An institutional tangram – musings on developing an integrated research management system

“The tangram (Chinese: 七巧板; pinyin: qī qiǎo bǎn; literally “seven boards of skill”) is a dissection puzzle consisting of seven flat shapes, called tans, which are put together to form shapes. The objective of the puzzle is to form a specific shape (given only an outline or silhouette) using all seven pieces, which may not overlap.”

http://en.wikipedia.org/wiki/Tangram

Having implemented an institutional repository at Leeds Metropolitan and learning by experience some of the difficulties associated with advocacy around the use of that repository (both for OA research and OER) I have become all too aware “that repositories are ‘lonely and isolated’; still very much under-used and not sufficiently linked to other university systems”. So said JISC’s Andy McGregor at an event called “Learning How to Play Nicely: Repositories and CRIS” in May 2010 at Leeds Metropolitan (see my report for Ariadne here). This quote is still relevant, though  perhaps a little less so than when I heard it nearly 2 years ago, thanks to the ongoing work of JISC and particularly the RSP. In any case, the event was a revelation for me and I have coveted a so called Current Research Information Management systems (or CRIS for short) ever since!

And now, in Symplectic Elements, I have one…or at least the components of one (click on image for full size.)

The finished tangram? (click on image for full size)

It’s a puzzle though.
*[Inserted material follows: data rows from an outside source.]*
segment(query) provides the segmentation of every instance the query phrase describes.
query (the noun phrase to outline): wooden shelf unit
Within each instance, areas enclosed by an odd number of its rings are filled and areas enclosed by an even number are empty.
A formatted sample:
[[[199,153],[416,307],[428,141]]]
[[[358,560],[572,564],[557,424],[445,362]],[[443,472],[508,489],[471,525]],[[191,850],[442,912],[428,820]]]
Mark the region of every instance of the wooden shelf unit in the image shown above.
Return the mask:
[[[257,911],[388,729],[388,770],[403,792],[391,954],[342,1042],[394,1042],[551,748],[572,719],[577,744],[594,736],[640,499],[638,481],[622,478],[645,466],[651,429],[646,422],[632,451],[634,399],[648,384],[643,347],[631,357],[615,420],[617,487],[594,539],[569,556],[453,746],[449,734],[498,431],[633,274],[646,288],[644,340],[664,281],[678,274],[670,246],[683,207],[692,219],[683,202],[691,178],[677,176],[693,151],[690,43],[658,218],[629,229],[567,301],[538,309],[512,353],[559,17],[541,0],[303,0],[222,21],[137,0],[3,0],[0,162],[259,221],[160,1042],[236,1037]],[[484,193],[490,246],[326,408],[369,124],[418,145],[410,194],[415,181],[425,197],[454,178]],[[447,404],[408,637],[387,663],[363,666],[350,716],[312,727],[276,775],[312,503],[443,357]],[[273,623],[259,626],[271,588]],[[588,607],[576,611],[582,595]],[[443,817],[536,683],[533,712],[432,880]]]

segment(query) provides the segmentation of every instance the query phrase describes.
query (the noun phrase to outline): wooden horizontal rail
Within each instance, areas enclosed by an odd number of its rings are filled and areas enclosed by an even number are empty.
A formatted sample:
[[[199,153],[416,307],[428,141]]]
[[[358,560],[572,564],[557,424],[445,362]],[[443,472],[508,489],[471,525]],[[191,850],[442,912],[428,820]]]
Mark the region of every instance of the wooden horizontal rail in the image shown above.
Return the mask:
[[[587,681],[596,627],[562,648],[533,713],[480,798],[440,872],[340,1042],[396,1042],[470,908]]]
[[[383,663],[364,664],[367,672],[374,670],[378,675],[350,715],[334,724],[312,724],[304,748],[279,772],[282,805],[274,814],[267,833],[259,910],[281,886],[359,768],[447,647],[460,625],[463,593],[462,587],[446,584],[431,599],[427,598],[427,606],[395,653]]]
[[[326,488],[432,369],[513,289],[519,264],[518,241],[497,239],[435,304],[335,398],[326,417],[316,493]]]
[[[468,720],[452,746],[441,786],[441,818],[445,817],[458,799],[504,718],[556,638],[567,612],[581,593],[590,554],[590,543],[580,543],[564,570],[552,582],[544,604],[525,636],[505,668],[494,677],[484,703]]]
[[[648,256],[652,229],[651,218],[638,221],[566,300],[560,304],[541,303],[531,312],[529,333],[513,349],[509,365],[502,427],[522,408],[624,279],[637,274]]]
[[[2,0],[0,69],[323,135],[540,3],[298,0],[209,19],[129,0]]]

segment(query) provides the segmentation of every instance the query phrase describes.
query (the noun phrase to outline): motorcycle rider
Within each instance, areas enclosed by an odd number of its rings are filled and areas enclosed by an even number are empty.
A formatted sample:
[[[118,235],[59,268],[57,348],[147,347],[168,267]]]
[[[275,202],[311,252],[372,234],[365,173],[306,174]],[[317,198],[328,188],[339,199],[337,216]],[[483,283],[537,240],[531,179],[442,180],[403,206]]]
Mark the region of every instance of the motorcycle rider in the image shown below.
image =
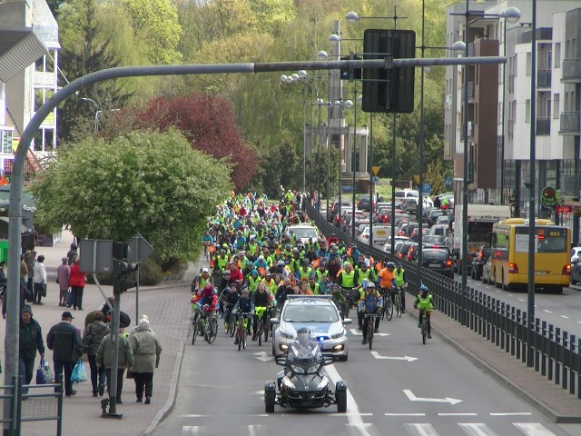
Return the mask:
[[[383,308],[383,298],[381,294],[375,290],[373,282],[368,282],[365,286],[365,296],[359,301],[359,316],[361,319],[365,313],[376,313],[379,309]],[[367,328],[368,323],[363,322],[363,341],[361,343],[367,343]],[[379,317],[375,318],[374,332],[379,332]]]

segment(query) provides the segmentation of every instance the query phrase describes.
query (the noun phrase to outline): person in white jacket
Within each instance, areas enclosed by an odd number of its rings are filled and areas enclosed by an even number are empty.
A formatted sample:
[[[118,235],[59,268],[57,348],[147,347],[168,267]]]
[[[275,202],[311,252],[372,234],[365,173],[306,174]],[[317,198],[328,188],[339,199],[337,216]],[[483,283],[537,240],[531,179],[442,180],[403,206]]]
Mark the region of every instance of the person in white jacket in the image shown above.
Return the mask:
[[[46,296],[46,267],[42,254],[36,258],[33,280],[33,304],[44,304],[41,299]]]

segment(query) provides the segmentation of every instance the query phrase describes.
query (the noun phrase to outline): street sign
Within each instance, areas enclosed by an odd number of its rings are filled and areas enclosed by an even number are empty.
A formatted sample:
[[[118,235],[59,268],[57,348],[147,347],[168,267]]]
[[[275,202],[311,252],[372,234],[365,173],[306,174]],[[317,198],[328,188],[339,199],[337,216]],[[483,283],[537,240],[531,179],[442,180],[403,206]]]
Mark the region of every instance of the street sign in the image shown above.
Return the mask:
[[[153,247],[141,234],[135,233],[131,238],[129,242],[129,262],[135,263],[143,262],[153,252]]]
[[[81,262],[84,272],[113,272],[113,241],[82,239],[79,243]]]
[[[422,185],[421,193],[422,193],[423,195],[428,195],[428,194],[429,194],[429,193],[431,193],[431,192],[432,192],[432,185],[431,185],[431,183],[424,183],[424,184]]]

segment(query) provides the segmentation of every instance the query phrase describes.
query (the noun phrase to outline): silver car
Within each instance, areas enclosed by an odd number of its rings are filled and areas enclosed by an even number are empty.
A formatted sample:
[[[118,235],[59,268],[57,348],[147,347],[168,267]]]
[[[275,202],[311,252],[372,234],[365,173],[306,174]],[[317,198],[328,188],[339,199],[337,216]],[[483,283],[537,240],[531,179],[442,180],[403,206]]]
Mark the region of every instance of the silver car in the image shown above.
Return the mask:
[[[349,333],[344,324],[351,320],[341,316],[330,295],[289,295],[281,318],[271,318],[276,330],[272,339],[272,355],[279,357],[297,340],[297,331],[307,328],[316,335],[323,355],[347,361]]]

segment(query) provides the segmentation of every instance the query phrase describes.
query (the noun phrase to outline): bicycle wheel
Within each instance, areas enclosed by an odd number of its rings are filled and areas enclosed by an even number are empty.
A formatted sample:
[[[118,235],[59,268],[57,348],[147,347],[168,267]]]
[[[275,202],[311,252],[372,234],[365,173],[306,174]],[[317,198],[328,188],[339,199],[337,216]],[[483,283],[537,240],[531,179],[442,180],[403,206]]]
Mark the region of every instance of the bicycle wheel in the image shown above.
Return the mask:
[[[386,318],[388,321],[391,321],[391,318],[393,318],[393,303],[391,302],[391,297],[389,295],[388,295],[383,307]]]
[[[216,336],[218,336],[218,320],[214,317],[210,322],[210,332],[208,332],[208,343],[213,343],[216,340]]]

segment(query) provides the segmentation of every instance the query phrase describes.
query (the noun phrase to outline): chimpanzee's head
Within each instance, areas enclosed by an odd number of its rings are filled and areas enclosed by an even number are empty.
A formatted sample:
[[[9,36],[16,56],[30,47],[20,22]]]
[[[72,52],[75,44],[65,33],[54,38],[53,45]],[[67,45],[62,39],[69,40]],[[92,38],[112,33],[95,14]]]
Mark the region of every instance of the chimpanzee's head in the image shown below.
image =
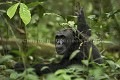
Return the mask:
[[[55,36],[55,47],[58,54],[72,53],[79,47],[79,38],[77,31],[72,28],[62,29]]]

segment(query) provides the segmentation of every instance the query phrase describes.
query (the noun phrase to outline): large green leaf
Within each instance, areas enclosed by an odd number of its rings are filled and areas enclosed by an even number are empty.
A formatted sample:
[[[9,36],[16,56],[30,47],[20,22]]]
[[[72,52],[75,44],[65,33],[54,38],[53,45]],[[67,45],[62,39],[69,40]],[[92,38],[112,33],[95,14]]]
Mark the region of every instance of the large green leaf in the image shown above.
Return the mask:
[[[15,15],[18,5],[19,3],[16,3],[7,10],[7,15],[10,17],[10,19]]]
[[[80,50],[75,50],[75,51],[70,55],[69,60],[72,60],[79,52],[80,52]]]
[[[19,14],[24,24],[27,25],[31,20],[31,13],[28,7],[24,3],[20,3]]]

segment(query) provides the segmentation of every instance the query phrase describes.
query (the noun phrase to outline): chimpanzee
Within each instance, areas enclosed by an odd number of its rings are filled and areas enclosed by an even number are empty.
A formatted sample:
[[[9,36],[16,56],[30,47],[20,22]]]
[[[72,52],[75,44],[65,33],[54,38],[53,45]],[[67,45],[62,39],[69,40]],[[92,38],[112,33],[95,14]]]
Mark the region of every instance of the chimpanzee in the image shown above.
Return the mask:
[[[98,49],[93,45],[88,38],[91,36],[91,31],[87,25],[83,13],[83,9],[78,14],[77,30],[72,28],[62,29],[57,32],[55,36],[55,48],[56,52],[63,55],[62,60],[59,63],[51,64],[36,64],[33,66],[37,75],[55,72],[58,69],[66,68],[72,64],[82,64],[81,60],[88,59],[90,48],[92,48],[91,59],[96,63],[101,64],[102,58]],[[79,53],[74,58],[70,59],[70,55],[79,50]],[[43,67],[47,68],[41,70]],[[14,67],[16,71],[23,71],[24,67],[22,63],[17,63]]]

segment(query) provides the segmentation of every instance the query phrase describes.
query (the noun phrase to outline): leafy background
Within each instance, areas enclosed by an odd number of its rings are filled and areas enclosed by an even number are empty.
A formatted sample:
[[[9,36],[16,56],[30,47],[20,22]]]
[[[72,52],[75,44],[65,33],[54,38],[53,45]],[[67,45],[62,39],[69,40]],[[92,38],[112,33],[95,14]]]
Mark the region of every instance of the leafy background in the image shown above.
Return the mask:
[[[31,68],[20,74],[15,72],[12,68],[18,61],[29,66],[61,59],[54,49],[54,36],[76,22],[76,2],[84,8],[92,29],[91,39],[99,48],[104,64],[93,63],[95,67],[91,69],[87,60],[83,60],[84,67],[74,65],[39,78]],[[119,80],[119,4],[120,0],[0,0],[0,79]]]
A tangram if you will…one with considerably more than seven pieces:

intraLibrary, Symplectic, institutional website, University Research Office (URO), faculty research administrators, The Research Excellence Framework (REF), academic staff, web-developers, bibliographic information, research outputs, Open Educational Resources (OER)…

In fact, this may well not be all the pieces…pretty sure a few have been pushed down the back of the settee. I’ll look for them later.

Anyway, tortured metaphors aside, I have become increasingly aware that working in a large institution, in a role that encompasses technology and institutional policy (though I’m not, by any means, a policy maker…or indeed a real techie) is largely about communication and getting the right people, with the right skills, in the right place at the right time! Absorb policy and technical requirements from senior stakeholders and communicate those requirements to the proper techies – while also trying to ensure any motivating passions of one’s own don’t get lost along the way – Open Access to research and Open Education in my case.

For various reasons, individual user accounts have never been implemented for our repository and historically it has been administered centrally from the Library. In Symplectic we now have a system that is populated with central HR data; all staff will have an account they can access with their standard user name and password from where they can manage their own research profile including uploading full-text outputs directly to the repository*. In addition, administration by the University Research Office and faculty research administrators will be more easily centralised (particularly for the REF).

* In actual fact this functionality is not yet available in lieu of development work from Intrallect to capture the Atom feed from Symplectic and transform with XSLT to a suitable format for intraLibrary. I think.

One of the clever bits of functionality used to sell the software is automatic retrieval of bibliographic data from online citation databases – we are currently running against various APIs, Web of Science (lite), PubMed and arXiv – but I think this may actually be a bit of a red-herring for an institution like Leeds Metropolitan – at least until more (preferably free) data sources are available (JournalToCs API please!); early testing has shown, at best, it will only retrieve a subset of (the types of) outputs that we will need to record and it will be necessary to manually import existing records (e.g. EndNote) as well as implementing other administrative procedures at faculty level to capture information at the point of publication, especially for book-items, monographs, conference material, reports and grey literature.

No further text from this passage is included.